Solidaritas.net – Dalam aturan ketenagakerjaan yang berlaku di Indonesia, dikenal istilah skorsing dan dirumahkan. Dari sisi pelaksanaan, keduanya sama-sama melepaskan kewajiban buruh untuk datang bekerja, dengan tetap mewajibkan pengusaha untuk membayar upah beserta hak-hak yang biasa diterima oleh buruh. Apakah perbedaan di antara keduanya?
Istilah skorsing ditemui dalam UU no. 13 tahun 2003 tentang Ketenagakerjaan, yang berkaitan dengan tahapan melakukan pemutusan hubungan kerja. Dalam pasal 151 ayat (2) diatur jika pengusaha hendak melakukan pemutusan hubungan kerja, maka wajib dirundingkan terlebih dahulu dengan serikat buruh atau dengan buruh yang bersangkutan.

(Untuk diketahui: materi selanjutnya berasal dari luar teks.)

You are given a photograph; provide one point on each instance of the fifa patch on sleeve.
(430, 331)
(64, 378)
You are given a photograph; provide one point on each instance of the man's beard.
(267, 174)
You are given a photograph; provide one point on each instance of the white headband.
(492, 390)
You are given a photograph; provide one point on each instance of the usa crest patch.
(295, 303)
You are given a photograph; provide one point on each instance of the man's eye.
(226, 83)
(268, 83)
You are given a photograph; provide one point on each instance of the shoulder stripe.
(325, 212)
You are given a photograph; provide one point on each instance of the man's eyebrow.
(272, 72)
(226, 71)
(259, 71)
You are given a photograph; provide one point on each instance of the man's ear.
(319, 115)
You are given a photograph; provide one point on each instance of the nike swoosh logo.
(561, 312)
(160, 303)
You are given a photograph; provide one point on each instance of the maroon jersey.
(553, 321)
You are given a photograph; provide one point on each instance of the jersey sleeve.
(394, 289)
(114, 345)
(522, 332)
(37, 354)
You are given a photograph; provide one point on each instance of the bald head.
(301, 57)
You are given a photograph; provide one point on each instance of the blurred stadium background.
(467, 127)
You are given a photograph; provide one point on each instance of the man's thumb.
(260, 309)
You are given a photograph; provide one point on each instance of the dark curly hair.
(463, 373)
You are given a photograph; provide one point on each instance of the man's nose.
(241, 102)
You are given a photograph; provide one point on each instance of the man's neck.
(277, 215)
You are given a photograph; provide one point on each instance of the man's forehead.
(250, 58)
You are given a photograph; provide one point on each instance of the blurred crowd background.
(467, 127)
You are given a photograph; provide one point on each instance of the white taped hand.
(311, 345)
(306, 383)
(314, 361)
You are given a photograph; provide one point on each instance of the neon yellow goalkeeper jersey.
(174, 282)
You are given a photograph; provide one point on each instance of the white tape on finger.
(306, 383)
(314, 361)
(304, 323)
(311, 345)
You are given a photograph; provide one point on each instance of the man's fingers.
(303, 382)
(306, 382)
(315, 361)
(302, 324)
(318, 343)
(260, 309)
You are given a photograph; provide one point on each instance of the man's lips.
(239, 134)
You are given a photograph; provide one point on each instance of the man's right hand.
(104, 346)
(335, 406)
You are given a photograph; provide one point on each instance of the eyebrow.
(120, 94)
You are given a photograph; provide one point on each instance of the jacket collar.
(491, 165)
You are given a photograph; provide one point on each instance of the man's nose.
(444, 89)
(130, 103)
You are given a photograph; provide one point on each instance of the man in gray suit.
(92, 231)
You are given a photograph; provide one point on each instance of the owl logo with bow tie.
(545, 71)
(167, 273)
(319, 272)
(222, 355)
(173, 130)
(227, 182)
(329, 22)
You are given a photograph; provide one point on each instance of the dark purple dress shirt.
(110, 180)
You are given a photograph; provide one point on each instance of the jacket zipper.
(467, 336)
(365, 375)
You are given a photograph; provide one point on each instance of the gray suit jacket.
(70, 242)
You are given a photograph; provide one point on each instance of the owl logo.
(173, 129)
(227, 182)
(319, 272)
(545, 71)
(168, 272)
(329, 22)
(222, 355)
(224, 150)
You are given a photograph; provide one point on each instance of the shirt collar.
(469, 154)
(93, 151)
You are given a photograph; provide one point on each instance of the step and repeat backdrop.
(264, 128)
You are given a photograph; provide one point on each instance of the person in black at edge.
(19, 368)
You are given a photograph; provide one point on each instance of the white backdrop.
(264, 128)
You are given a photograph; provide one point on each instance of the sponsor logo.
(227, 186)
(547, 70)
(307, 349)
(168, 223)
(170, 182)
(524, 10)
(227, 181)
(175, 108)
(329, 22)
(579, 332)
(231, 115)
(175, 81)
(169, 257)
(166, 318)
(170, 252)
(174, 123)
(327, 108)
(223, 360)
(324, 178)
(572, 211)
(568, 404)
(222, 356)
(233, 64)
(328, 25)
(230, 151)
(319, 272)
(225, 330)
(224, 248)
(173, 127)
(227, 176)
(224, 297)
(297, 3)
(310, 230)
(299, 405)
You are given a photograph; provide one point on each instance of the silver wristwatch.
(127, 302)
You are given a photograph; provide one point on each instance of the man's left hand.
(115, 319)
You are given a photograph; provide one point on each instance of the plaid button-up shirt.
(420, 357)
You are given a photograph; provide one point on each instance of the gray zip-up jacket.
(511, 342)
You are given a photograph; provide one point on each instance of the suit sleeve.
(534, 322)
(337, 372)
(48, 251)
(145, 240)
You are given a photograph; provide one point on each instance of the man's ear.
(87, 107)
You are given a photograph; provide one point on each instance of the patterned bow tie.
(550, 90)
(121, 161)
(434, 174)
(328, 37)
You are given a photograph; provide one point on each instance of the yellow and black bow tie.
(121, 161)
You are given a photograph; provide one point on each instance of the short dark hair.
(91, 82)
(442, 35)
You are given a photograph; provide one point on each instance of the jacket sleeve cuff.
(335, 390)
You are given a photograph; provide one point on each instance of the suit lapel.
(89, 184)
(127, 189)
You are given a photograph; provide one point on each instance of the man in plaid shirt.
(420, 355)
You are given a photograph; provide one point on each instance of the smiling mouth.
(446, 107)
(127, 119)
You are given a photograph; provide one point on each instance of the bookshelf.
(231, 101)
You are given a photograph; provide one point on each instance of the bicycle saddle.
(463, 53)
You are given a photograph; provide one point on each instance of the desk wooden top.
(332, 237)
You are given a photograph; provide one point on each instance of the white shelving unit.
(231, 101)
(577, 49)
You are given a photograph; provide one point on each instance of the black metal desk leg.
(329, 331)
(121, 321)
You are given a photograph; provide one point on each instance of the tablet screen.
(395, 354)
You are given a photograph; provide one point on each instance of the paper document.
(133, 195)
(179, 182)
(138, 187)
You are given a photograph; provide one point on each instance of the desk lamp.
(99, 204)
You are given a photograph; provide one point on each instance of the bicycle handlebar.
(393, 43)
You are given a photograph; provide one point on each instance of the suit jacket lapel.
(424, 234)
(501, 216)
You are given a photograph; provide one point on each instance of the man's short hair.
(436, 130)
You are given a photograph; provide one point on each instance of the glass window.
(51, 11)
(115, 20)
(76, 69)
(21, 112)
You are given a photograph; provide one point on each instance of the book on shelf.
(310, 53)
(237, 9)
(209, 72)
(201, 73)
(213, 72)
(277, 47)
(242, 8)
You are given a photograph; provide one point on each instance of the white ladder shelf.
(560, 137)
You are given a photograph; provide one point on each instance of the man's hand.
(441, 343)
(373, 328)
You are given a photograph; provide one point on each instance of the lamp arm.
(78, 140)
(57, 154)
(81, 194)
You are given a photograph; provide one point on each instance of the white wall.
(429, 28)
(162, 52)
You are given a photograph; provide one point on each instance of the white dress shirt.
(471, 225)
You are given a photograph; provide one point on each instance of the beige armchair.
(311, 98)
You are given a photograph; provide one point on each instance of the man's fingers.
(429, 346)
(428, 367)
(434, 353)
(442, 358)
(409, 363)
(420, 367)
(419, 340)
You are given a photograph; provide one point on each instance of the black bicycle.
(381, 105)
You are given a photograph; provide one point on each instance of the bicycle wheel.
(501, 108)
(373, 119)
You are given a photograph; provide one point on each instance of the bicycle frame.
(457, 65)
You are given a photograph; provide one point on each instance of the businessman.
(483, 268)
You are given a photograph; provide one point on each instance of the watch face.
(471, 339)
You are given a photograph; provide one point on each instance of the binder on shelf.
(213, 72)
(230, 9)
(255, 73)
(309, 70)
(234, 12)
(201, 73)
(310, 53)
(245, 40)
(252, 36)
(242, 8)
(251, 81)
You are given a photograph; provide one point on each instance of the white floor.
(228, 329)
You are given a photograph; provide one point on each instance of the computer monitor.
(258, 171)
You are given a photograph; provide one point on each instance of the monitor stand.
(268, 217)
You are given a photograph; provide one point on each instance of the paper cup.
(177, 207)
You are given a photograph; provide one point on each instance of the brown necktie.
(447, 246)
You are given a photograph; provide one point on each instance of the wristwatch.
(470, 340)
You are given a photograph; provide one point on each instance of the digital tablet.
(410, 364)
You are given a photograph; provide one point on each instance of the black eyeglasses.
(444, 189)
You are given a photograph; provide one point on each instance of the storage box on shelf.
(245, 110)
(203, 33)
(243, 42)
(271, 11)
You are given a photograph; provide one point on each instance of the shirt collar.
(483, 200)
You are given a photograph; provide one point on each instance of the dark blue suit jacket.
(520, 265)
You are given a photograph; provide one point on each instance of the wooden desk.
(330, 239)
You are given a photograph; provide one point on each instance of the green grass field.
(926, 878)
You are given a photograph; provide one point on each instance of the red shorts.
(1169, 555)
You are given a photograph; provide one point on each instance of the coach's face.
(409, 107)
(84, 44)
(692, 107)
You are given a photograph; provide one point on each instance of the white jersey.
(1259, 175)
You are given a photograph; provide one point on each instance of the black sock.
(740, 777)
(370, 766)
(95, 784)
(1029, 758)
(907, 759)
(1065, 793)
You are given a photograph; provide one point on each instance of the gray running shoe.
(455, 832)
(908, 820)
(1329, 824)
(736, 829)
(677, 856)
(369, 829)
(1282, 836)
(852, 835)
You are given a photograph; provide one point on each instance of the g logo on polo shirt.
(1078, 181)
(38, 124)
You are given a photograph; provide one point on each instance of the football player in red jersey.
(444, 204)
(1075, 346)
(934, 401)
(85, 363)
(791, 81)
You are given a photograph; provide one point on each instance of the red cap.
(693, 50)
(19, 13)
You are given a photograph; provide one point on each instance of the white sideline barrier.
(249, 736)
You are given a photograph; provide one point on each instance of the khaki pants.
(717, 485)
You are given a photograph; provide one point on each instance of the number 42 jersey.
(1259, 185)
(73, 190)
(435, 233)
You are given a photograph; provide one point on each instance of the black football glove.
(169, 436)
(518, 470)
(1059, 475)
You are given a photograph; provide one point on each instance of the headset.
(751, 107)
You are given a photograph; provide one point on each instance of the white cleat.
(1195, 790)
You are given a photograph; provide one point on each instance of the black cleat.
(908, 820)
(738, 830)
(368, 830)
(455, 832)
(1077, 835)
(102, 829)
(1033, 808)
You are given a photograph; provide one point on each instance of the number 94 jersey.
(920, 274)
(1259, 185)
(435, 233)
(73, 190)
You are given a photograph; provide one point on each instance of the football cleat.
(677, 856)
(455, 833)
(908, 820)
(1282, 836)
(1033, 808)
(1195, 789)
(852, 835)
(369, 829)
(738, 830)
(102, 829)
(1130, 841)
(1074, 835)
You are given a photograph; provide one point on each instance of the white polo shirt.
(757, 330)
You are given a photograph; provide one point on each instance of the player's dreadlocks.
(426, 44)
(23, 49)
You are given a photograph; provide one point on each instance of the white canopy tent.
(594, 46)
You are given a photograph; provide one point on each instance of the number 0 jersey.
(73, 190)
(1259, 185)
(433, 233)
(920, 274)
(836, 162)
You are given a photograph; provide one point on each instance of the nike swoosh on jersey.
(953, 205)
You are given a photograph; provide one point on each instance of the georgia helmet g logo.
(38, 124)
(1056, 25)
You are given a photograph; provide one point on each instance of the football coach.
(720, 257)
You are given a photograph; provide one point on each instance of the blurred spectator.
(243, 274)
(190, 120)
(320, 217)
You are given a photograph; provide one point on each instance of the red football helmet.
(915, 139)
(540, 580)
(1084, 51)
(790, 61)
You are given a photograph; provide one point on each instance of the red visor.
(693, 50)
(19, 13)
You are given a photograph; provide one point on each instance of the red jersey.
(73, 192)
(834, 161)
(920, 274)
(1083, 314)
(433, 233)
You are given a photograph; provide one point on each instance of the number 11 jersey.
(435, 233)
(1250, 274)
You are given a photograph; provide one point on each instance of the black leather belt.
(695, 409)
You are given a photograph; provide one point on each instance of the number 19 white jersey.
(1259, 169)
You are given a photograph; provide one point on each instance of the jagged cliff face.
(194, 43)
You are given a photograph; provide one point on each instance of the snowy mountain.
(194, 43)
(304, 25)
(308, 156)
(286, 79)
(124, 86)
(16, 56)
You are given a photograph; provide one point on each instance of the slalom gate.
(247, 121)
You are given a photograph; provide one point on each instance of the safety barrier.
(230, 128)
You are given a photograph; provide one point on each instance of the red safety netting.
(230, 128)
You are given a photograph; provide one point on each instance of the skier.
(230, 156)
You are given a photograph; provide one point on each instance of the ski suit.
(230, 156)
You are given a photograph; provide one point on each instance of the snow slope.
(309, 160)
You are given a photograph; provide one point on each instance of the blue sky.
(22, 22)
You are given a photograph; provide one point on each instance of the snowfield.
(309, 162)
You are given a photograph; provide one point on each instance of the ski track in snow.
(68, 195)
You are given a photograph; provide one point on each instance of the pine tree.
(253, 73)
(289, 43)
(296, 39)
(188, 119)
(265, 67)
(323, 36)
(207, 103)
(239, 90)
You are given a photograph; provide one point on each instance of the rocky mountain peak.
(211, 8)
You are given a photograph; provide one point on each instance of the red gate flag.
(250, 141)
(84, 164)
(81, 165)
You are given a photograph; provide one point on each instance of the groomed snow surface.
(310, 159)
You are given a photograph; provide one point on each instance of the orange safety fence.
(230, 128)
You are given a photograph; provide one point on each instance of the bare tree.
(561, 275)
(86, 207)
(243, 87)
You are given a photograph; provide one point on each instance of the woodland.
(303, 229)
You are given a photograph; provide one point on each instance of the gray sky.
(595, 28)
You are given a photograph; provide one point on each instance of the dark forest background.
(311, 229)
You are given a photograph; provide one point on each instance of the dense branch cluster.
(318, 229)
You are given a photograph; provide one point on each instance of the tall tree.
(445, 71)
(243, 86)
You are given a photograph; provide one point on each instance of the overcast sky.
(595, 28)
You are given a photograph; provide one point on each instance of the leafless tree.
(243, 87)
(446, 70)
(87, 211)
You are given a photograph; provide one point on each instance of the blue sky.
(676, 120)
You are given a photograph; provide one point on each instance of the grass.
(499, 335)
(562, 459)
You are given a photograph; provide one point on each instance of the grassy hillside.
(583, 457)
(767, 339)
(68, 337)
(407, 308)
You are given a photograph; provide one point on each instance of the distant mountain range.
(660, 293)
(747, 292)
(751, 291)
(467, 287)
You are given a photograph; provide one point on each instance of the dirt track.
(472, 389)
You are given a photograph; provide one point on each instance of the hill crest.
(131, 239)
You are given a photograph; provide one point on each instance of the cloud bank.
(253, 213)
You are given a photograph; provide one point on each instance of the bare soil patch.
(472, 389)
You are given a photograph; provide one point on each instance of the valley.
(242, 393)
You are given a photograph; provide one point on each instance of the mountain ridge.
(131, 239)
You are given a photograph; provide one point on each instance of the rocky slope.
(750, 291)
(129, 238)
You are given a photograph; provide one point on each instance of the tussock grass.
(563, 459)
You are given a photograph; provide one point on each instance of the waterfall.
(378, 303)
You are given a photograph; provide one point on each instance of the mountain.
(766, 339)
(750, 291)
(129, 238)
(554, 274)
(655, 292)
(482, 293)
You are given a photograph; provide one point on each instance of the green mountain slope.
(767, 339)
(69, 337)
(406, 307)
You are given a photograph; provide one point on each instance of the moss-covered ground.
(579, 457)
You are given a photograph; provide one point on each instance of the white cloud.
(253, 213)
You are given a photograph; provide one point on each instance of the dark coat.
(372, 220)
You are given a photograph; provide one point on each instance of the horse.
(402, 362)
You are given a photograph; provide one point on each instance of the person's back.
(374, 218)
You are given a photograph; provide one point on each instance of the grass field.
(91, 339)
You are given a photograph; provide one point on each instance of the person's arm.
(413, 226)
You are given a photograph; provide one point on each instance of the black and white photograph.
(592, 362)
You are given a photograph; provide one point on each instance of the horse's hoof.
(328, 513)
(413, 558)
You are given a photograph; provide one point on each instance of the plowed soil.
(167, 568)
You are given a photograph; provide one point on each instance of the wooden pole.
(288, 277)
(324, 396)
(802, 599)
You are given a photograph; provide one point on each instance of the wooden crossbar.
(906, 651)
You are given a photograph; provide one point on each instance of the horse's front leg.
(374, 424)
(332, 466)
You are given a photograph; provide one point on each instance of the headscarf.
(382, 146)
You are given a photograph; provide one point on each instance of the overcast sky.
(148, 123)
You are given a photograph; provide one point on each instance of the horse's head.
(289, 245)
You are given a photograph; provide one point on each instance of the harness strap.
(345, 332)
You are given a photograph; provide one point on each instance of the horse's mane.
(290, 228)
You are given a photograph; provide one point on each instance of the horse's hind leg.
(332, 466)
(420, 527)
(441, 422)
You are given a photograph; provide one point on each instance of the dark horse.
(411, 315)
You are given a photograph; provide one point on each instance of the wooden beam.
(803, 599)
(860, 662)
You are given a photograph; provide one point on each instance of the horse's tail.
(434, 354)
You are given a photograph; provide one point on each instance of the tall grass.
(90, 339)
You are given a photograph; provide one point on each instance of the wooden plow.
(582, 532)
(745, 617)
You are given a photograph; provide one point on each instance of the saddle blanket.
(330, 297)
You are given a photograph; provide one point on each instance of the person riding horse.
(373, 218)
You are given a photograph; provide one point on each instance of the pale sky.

Selanjutnya dalam pasal 151 ayat (3) diatur jika perundingan tidak mendapatkan kesepakatan, maka pengusaha hanya dapat melakukan pemutusan hubungan kerja setelah ada penetapan dari lembaga penyelesaian perselisihan hubungan industrial. Pasal 155 ayat (2) mengatur bahwa selama putusan lembaga penyelesaian perselisihan hubungan industrial belum ditetapkan, maka baik pengusaha maupun buruh harus tetap melaksanakan segala kewajibannya.
Dalam pasal 155 ayat (3), inilah muncul istilah skorsing, yang berbunyi:
“Pengusaha dapat melakukan penyimpangan terhadap ketentuan sebagaimana dimaksud pada ayat (2) berupa tindakan skorsing kepada pekerja/buruh yang sedang dalam proses pemutusan hubungan kerja dengan tetap wajib membayar upah beserta hak-hak lainnya yang biasa diterima pekerja/buruh”
Dari ketentuan ini dapat disimpulkan bahwa tindakan skorsing dilakukan oleh pengusaha kepada buruh, sebagai bagian dari tata cara atau prosedur untuk melakukan pemutusan hubungan kerja (PHK). Dengan ketentuan selama masa skorsing, buruh tetap mendapatkan upah beserta hak lain yang biasa diterima olehnya.
Berbeda halnya dengan istilah dirumahkan yang muncul dalam Surat Edaran Menteri Ketenagakerjaan nomor SE-907/MEN/PHI-PPHI/X/2004 tentang Pencegahan Pemutusan Hubungan Kerja Massal. Surat edaran tersebut mengatur upaya pencegahan terhadap PHK dengan jalan melakukan upaya sebagai berikut:
1. Mengurangi upah dan fasilitas pekerja tingkat atas, misalnya tingkat manajer dan direktur;
2. Mengurangi shift;
3. Membatasi/menghapuskan kerja lembur;
4. Mengurangi jam kerja;
5. Mengurangi hari kerja;
6. Meliburkan atau merumahkan pekerja/buruh secara bergilir untuk sementara waktu;
7. Tidak atau memperpanjang kontrak bagi pekerja yang sudah habis masa kontraknya;
8. Memberikan pensiun bagi yang telah memenuhi syarat;
Lebih lanjut dalam surat edaran ini disebutkan bahwa pemilihan alternatif dari hal-hal tersebut di atas wajib dirundingkan bersama antar pengusaha dengan serikat buruh atau wakil buruh, sehingga dapat dicegah kemungkinan terjadinya pemutusan hubungan kerja. Sehingga dari ketentuan ini dapat disimpulkan bahwa upaya merumahkan adalah salah satu dari sekian upaya yang wajib dilakukan oleh pengusaha, justru untuk menghindari terjadinya pemutusan hubungan kerja.